I didn’t get up, I think because I was scared it might get suddenly worse. I didn’t even call out for help. I simply carried on until my cries got so loud that Mum came in.
‘Why on earth didn’t you tell me?’ she asked, immediately rushing out and coming back in with towels and a flannel to mop my brow. It seemed the TV programmes were true – so far, at least.
‘I didn’t want to bother you,’ I said.
‘You daft girl. It’s not going to go away, is it? You’re having a baby.’
Her words shattered the pretence I’d managed to build up that this wasn’t actually happening to me. So much so, that I started crying.
‘Come on,’ she said. ‘There’s no need for that. Let’s get this over with and then we can all get back to normal.’
It was a ridiculous thing to say, and I suspect she knew it as well as I did, but I decided not to take issue with it. She went off again and came back with a glass of water and two extra pillows.
‘Where’s Dad?’ I asked.
‘He’s gone out for a bit.’
It wouldn’t be a bit, I knew that. He’d stay out until this was all over. See no evil, hear no evil, speak no evil.
I let out the loudest cry I had yet, as a stronger contraction gripped me.
‘What about next door?’ I asked, once I’d recovered the ability to speak. ‘They’ll hear me.’
‘No, they won’t,’ said Mum. ‘Nothing gets through these walls.’
‘They’ll hear the baby crying when it’s born.’
Mum swallowed and looked past me out of the window. ‘Not all babies cry when t
hey’re born,’ she said quietly.
*
After all the effort, all the pain and fear, the baby came quickly at the end, not long after Mum told me to start pushing. It wasn’t only the baby I was pushing out, it was him as well. Finally expelling him from my body. Maybe that’s why the baby came out so forcefully.
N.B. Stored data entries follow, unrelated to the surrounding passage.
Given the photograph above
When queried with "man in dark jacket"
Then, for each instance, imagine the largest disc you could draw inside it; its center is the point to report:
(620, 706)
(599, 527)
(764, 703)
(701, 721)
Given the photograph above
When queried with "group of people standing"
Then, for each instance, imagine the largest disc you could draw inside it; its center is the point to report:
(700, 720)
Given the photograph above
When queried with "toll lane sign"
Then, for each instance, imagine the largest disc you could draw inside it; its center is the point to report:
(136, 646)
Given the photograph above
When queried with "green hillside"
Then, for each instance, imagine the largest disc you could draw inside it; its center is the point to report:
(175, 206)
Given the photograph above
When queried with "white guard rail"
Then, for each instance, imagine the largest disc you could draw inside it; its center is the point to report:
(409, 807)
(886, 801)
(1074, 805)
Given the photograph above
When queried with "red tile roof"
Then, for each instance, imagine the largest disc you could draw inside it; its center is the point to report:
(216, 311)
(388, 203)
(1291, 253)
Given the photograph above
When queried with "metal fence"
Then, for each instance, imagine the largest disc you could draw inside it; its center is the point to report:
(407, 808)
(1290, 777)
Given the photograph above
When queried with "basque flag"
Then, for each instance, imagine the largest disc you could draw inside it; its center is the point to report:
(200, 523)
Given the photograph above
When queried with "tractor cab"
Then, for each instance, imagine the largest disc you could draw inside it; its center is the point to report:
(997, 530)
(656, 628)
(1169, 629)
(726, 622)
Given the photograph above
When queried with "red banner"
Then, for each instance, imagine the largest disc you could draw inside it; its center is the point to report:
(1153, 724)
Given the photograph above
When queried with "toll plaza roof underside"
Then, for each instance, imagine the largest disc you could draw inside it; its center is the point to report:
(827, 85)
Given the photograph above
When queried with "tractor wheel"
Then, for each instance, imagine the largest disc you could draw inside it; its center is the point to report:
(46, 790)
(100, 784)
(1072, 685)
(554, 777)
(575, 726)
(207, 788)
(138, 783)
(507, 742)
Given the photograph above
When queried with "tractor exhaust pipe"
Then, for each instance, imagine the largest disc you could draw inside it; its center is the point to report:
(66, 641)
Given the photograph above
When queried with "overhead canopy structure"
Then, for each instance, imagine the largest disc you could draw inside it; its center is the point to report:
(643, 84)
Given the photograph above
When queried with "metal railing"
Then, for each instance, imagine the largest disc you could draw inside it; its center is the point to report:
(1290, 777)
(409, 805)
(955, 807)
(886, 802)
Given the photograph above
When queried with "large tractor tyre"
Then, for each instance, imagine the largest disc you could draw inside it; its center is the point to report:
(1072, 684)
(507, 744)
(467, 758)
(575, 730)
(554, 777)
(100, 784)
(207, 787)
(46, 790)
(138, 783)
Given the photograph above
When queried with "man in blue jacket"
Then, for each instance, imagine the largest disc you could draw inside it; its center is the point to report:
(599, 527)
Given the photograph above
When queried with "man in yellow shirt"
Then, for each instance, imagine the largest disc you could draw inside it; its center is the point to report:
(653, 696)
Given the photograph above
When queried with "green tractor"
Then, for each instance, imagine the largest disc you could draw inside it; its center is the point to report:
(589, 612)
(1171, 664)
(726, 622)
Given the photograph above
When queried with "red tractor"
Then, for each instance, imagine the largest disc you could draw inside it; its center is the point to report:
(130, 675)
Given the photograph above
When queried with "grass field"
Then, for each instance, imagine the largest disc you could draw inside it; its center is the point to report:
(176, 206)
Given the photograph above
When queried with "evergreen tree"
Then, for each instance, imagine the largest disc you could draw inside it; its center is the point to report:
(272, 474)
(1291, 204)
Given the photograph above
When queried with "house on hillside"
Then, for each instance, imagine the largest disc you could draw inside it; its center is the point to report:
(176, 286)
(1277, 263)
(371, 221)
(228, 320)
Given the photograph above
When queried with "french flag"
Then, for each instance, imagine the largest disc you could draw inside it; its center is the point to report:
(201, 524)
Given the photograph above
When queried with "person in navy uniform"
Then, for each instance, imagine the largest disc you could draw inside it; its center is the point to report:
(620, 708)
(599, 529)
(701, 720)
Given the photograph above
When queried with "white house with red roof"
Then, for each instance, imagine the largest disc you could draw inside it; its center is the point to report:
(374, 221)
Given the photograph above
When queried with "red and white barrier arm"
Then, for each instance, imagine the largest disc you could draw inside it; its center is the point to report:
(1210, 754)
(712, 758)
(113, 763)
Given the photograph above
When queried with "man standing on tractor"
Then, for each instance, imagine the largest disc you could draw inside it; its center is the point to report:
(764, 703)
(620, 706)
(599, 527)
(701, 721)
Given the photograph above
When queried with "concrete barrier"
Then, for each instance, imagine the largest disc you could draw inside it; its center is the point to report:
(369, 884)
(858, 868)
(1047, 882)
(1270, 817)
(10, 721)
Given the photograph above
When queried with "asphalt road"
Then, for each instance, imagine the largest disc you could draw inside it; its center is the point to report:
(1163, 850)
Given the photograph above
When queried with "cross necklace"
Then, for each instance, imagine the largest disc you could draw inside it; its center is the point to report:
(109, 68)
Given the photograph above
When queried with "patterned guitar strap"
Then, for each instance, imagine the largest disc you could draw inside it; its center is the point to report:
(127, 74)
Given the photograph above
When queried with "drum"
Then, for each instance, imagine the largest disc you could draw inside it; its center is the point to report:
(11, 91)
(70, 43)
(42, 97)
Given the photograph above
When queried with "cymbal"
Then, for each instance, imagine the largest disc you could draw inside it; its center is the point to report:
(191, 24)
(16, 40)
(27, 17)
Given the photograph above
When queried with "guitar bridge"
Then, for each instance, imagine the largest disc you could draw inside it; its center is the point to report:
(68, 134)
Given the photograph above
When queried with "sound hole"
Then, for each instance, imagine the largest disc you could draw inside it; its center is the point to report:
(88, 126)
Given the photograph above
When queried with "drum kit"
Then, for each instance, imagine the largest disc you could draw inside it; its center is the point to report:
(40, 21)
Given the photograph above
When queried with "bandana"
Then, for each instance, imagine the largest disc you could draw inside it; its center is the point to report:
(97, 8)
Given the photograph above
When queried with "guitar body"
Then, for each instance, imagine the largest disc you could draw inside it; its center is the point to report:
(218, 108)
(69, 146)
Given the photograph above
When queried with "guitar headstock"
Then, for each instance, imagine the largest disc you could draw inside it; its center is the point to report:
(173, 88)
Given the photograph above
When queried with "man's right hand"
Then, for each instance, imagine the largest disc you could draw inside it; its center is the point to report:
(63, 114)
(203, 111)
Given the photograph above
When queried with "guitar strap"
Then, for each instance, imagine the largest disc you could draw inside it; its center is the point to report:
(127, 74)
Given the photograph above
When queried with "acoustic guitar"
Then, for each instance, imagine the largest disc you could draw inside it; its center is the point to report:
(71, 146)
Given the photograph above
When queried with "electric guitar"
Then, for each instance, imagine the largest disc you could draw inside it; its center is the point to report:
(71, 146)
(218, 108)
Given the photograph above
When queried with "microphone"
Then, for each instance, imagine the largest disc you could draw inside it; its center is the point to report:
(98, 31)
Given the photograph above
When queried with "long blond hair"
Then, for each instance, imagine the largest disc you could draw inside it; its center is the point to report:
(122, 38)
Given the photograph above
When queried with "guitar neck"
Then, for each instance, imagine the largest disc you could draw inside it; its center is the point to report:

I heard him cry before Mum managed to say anything. And I did what I’d promised myself I wouldn’t. I opened my eyes. He was lying on the towel on the bed, his body red and wrinkled, his face scrunched, his little arms and legs waving about. It was only when I looked at him more closely that I saw he was a baby girl. I gasped and sobbed at the same time. Mum was still sitting on the edge of the bed, tears pouring down her cheeks, seemingly unable to speak or move.
I reached down and touched the baby’s hand. I didn’t feel hate as I’d thought I would, or even indifference. I felt the one thing I hadn’t expected at all. Pure, unadulterated love.
I struggled to stretch forward to pick her up. She was still attached to me but the cord was so much longer than I had imagined that I was able to pull her up to my chest. I didn’t care about getting blood on my nightshirt. I didn’t care about the blood all over the towels or about any of the other things I’d thought I would. All I cared about was my baby. The one I would soon be giving away.
Maybe it was seeing me holding her that released Mum from her stupor. Suddenly she got up and left the room, returning a few minutes later with her dressmaking scissors.
‘No,’ I said, shaking my head, ‘please don’t.’
‘It doesn’t hurt them,’ she replied. ‘And I’ve sterilised them in boiling water.’
It wasn’t that I was bothered about, though. It was the fact that once the cord had been cut, I couldn’t stop my baby being taken away from me. But before I could do anything, Mum took hold of the cord and cut it near to the baby. I waited for her to scream but she didn’t, so I screamed for her. I screamed for both of us.